Marcella Santoso Ngaku Diancam Terdakwa Suap Migor: Ada Kata Pasang Leher

Posted on

Pengacara Marcella Santoso mengatakan ada ancaman dari terdakwa dugaan suap (migor), Wahyu Gunawan jika tak menyiapkan duit Rp 60 miliar. Marcella mengatakan Wahyu menggunakan kata ‘pasang leher’ dalam ancaman tersebut.

Hal itu disampaikan Marcella Santoso saat menjadi saksi di Pengadilan Tipikor Jakarta, Rabu (10/9/2025). Terdakwa dalam sidang ini ialah Muhammad Arif Nuryanta, Wahyu Gunawan, hakim Djuyamto, hakim Agam Syarief Baharudin, dan hakim Ali Muhtarom.

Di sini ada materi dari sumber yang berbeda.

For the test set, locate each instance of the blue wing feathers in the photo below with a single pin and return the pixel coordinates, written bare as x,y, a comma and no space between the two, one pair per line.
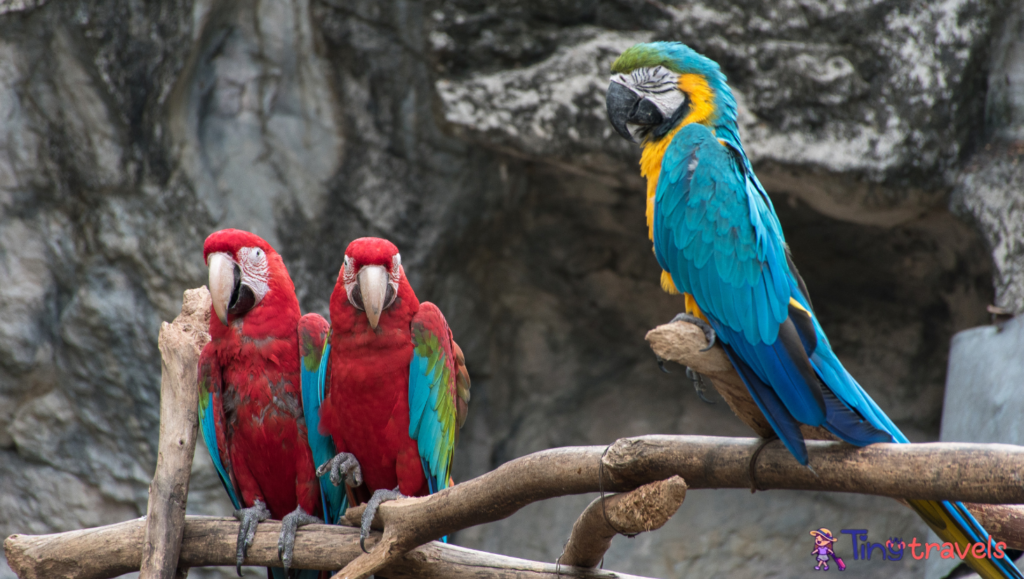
209,405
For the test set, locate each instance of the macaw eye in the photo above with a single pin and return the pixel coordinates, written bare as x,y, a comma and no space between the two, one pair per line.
355,297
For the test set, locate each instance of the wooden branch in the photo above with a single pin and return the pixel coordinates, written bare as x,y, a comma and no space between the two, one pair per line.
973,472
682,342
115,549
1005,522
180,343
988,473
646,508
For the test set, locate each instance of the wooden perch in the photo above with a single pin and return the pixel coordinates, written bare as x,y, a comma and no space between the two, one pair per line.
972,472
180,343
682,342
643,509
980,473
116,549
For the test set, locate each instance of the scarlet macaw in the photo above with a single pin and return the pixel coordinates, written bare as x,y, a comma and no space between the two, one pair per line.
250,410
391,389
720,244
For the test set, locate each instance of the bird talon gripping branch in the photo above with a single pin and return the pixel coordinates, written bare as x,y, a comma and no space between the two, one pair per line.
380,496
248,520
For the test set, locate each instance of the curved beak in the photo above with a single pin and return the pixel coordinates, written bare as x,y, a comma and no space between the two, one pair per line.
632,116
224,280
373,288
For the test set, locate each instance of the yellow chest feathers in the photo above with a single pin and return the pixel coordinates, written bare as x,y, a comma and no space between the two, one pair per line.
701,99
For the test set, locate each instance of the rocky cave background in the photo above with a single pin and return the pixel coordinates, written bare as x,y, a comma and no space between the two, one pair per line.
473,134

Marcella mengatakan ancaman itu disampaikan Wahyu selaku panitera muda perdata Pengadilan Negeri Jakarta Utara ke suaminya, Ariyanto Bakri. Dia mengatakan Ariyanto dan Wahyu saat itu berkomunikasi melalui video call.

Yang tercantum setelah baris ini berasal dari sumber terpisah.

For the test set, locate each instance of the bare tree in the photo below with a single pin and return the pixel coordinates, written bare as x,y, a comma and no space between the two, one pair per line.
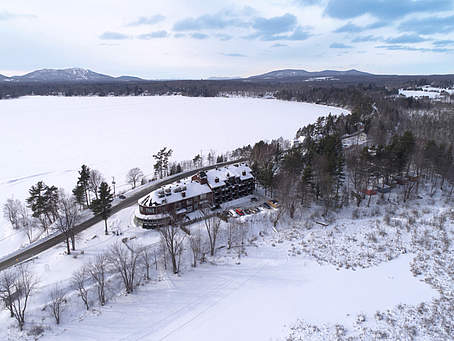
68,215
232,233
24,284
80,281
98,272
243,231
7,280
57,302
195,240
11,210
212,226
172,238
134,176
95,181
124,260
146,261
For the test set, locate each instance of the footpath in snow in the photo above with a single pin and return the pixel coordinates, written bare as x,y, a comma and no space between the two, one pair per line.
255,300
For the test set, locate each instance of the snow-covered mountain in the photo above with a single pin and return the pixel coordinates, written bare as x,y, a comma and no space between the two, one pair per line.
290,73
66,75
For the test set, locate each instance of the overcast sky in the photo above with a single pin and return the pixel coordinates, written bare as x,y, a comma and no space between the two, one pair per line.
202,38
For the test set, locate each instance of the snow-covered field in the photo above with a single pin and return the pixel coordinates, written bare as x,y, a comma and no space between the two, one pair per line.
49,138
427,91
379,272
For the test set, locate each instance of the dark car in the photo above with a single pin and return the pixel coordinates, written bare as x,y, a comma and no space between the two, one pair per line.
239,212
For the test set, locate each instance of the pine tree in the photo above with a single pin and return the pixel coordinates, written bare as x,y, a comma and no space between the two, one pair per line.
37,202
83,182
161,165
79,195
103,204
51,201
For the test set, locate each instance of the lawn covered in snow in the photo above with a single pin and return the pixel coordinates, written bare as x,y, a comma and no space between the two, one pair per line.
383,271
49,138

“Intinya gini pak, harus, pokoknya ini harus diurus, nggak bisa nggak, intinya harus Ari langsung karena yang bersidang itu adalah istrinya, nggak boleh suruh orang lain nggak boleh melalui, melalui, harus istrinya langsung. Terus ya Ari kan di situ kayak iya, iya aja ya pak,” ujar Marcella.

“Terus dijawab oleh Ari iya, iya?” tanya ketua majelis hakim Effendi.

“Iya, iya,” jawab Marcella.

“Apalagi?” tanya hakim.

“Ada kata-kata semuanya udah meeting kalau nggak serius, gue pasang leher pasti di polin,” jawab Marcella.

Marcella mengatakan Wahyu meminta duit suap untuk pengurusan perkara migor disiapkan segera. Dia mengatakan Wahyu juga melontarkan ancaman jangan harap bisa menjual minyak lagi jika duit itu tidak disiapkan.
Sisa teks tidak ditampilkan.